This photograph shows a Russian scientific-imperial entourage observing a solar eclipse on January 1, 1907, from Uzbekistan’s Tian-Shan mountains on the Golodnaia Steppe. It’s one of the incredible color photographs made by Sergei Mikhailovich Prokudin-Gorskii, photographer to the Czar, in the last years of the Russian Empire. Prokudin-Gorskii made his images by combining three black-and-white shots taken with red, green, and blue filters; the resulting transparencies were viewed in projection, using a “magic lantern” device that superimposed the color-filtered images on a screen. (This image is a digital color composite made for the Library of Congress by Blaise Agüera y Arcas in 2004.)
The party has gathered around a pair of telescopes to view the eclipse; they’re standing in front of a yurt, the classic portable dwelling of the Eurasian steppe. The colorful blanket draped on the yurt looks uncannily like a color-correction card. It doesn’t show up in Prokudin-Gorskii’s other photographs, though; I wonder if he placed it there to help color-correct an otherwise monochromatic scene; perhaps it was on hand to help discriminate the colors in solar flares made visible by the eclipse. Or perhaps the people of the Golodnaia steppe made blankets that happened to look like TV test patterns.

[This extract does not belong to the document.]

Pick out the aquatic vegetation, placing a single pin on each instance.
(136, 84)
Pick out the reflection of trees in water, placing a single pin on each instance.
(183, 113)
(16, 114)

Regardless, the scene is a clash of contrasting nature and technology. The photographic process that recorded it was both a harbinger of twentieth-century imaging and a dead end—color photography would emerge not as an optical but a chemical process, itself now being superseded by digital means. The telescopes are a Galilean technology, improved but little changed since the seventeenth century. The yurt is a technology that stretches back to prehistory; for all its primitiveness, it seems beyond innovation and obsolescence in some intangible way.
Socially, too, the people in the photograph stood on the brink of change; the relations of feudal and imperial patronage that knit this scene together would soon be eclipsed by a transit of political innovation as dubious as it was deadly.
The eclipse Prokudin-Gorskii and colleagues had gathered to observe took place on the first day of the new year—reckoned in the Julian calendar, which was two weeks “behind” the Gregorian calendar observed in the West. Russia switched to the Gregorian calendar after the October revolution in 1917; one of the first sacrifices of the new Soviet people was a temporal one, sublimating two weeks of their lives into history for the sake of progress.
Of course, such niggling differences in calculation have no impact on orbital declination or lunar transits of the sun. From a sufficient distance—say, 31 million miles away—the Earth, its moon, and their orbital habits appear as quaint and timeless as yurts on the steppe.
Like the yurts, of course, these things too will one day be swept away. But on a more comprehensible time scale, we mark the passing of 2010, and wonder—humbly, hopefully, guardedly—what changes 2011 will bring.